Ну вот и давайте для ностальгии и вообще для воссоздания соответствующей атмосферы прочтем Милна – "Балладу о королевском бутерброде".
Почти уверен, что слушатели давно догадались, к чему я клоню – к известной уже истории, как начавшейся, так и кончившейся, – об открытии в Челябинске ресторана-бара под именем "Путин".
Прибегну, как всегда, к надежнейшему из моих источников – Нью-Йорк Таймс от 10 июля – статья Стивена Ли Майерса:
"Есть много способов польстить президенту Путину. Как выяснилось, открыть бар его имени – не самый лучший из них.
Менее чем через три недели после того, как две институтских студентки открыли бар "Путин" в индустриальном городе Челябинске, их предпринимательская инициатива, послужившая к вящему прославлению популярного президента, пришла к неожиданному концу.
После встречи с государственным инспектором студентки – Евгения Боришпольская и Елена Терех – согласились снять имя Путина с вывески их заведения и переименовать в меню блюда, названные в его честь
"Это вопрос этики, а не политики, – сказал инспектор Валерий Третьяков. – Прежде чем проявлять такую инициативу, нужно выяснить, согласен ли носитель того или иного имени на употребление его в коммерческих целях".
Кажется, что мистер Путин согласия своего не выразил бы.
История с челябинским баром часто упоминается как свидетельство культа личности, возникающего вокруг мистера Путина. По всей России можно найти путинские портреты и бюсты, майки с его изображением, детские книги про Путина и даже деревянные пасхальные яйца, украшенные путинским лицом.
Похоже на то, что сам мистер Путин не чувствует себя комфортно в этой ситуации.
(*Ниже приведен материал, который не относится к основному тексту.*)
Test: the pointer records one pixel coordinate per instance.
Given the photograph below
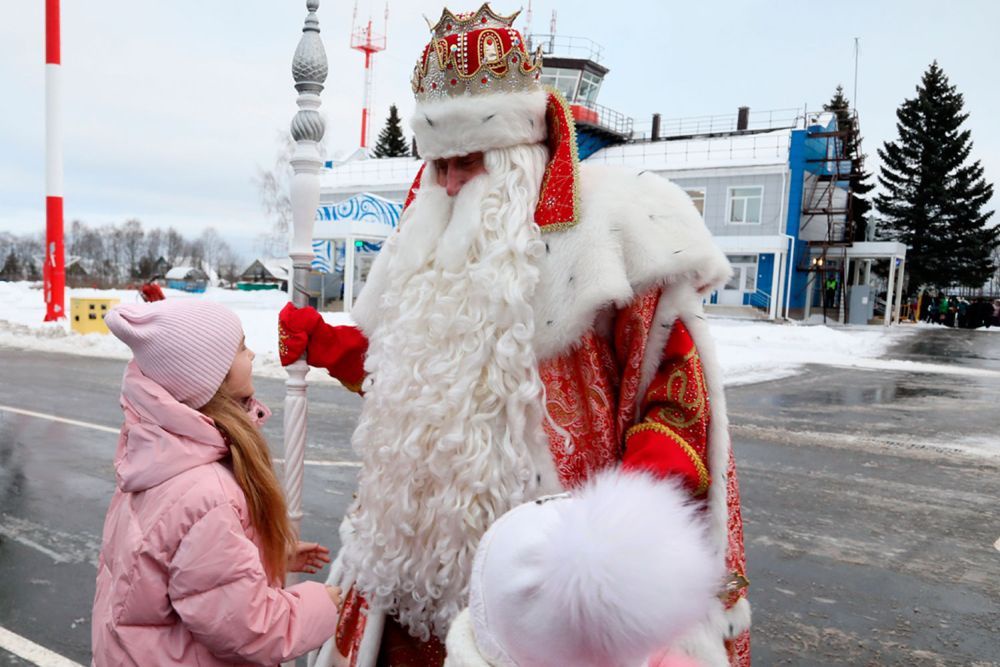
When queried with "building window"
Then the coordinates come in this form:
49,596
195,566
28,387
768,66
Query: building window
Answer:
697,196
562,79
590,84
745,204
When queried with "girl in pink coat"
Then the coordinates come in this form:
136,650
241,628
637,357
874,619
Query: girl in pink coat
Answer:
196,540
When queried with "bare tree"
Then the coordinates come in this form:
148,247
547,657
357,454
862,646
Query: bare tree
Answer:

Спрошенный о челябинском баре на пресс-конференции, он высказался с известной сдержанностью: "До некоторой степени можно согласиться с наличием портретов или фотографий в газетах, но необходимо соблюдать чувство меры".
Этого было достаточно для того, чтобы в баре "Путин" появился государственный инспектор.
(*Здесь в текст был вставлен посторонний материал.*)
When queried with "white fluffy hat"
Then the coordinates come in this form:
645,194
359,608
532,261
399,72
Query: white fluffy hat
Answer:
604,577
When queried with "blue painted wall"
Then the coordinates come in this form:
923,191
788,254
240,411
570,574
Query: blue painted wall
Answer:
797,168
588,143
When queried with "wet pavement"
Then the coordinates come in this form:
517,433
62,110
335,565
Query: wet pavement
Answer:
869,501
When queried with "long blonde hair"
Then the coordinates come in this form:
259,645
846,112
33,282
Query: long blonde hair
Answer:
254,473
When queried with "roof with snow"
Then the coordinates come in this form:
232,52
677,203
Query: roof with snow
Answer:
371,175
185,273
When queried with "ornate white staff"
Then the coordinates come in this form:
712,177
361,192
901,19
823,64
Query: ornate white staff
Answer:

В интервью после открытия бара студентки (возраст обеих 21 год) говорили, что они просто хотят почтить человека, которым восхищаются. В баре висит его портрет, русский флаг и спортивный костюм для борьбы дзюдо – любимого спорта президента. Среди блюд, подававшихся в баре, был шашлык "Властная вертикаль", печенья с путинским инициалами, пиво из Петербурга – родного города президента, и молочный шейк под названием "Когда Вова был маленьким".
Новое имя бывшего бара "Путин" пока неизвестно".
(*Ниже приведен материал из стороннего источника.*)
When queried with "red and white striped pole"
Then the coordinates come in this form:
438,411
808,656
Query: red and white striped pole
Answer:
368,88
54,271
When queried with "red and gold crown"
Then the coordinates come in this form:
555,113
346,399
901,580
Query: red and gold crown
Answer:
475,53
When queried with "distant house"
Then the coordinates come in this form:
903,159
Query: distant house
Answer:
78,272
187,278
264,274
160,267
Мне многое нравится в этой истории. И прежде всего, что может показаться неожиданным, – мотивировка запрета упоминания имени президента. Госинспектор Третьяков вполне корректно аргументировал нормами коммерческого права, а не просто подносил административный кулак к нежным молодым личикам Жени и Лены. На Западе это острейший и реальнейший вопрос. Чуть ли не половина доходов с фильмов, сделавших кассу, идет не от этой самой кассы, а от так называемого "мерчендайс" – продажи имиджей, связанных с нашумевшим фильмом, скажем, на майках, или на воздушных пузырях, или на этикетке прохладительного напитка. Всё это принадлежит кинокомпании, сделавшей данный фильм. То же самое правило относится и к реальным лицам. Попробуйте назвать открытый вами ресторан, скажем, "За пазухой у Шварценеггера" – засудит вас и разорит.
Итак, сам репрессивный момент в обсуждаемой истории носит явно цивилизованный характер.
Что еще важно и, так сказать, приятно. Президент Путин пытается вести себя корректно. Что называется, не выставляется – хотя само его положение и есть нагляднейшая самодемонстрация. Владимир Владимирович старается помнить советскую историю – и другим о ней напоминать. В общем, что бы о нем ни думать, но стыда он не вызывает, – того, что вызывал Хрущев, тоже ведь не в малой степени не устраивавший культа собственной личности, но просто по природе своей человек размашистый, а значит поневоле заметный.
Наиболее же приятное и, надеюсь, исторически перспективное в истории с баром "Путин" – сама его идея и попытка осуществления. Имеет место редчайший в российской истории феномен: уважение, даже любовь к власти, к властвующей фигуре, идущее не от страха перед ней, а от уважения к ней, едва ли не от любви.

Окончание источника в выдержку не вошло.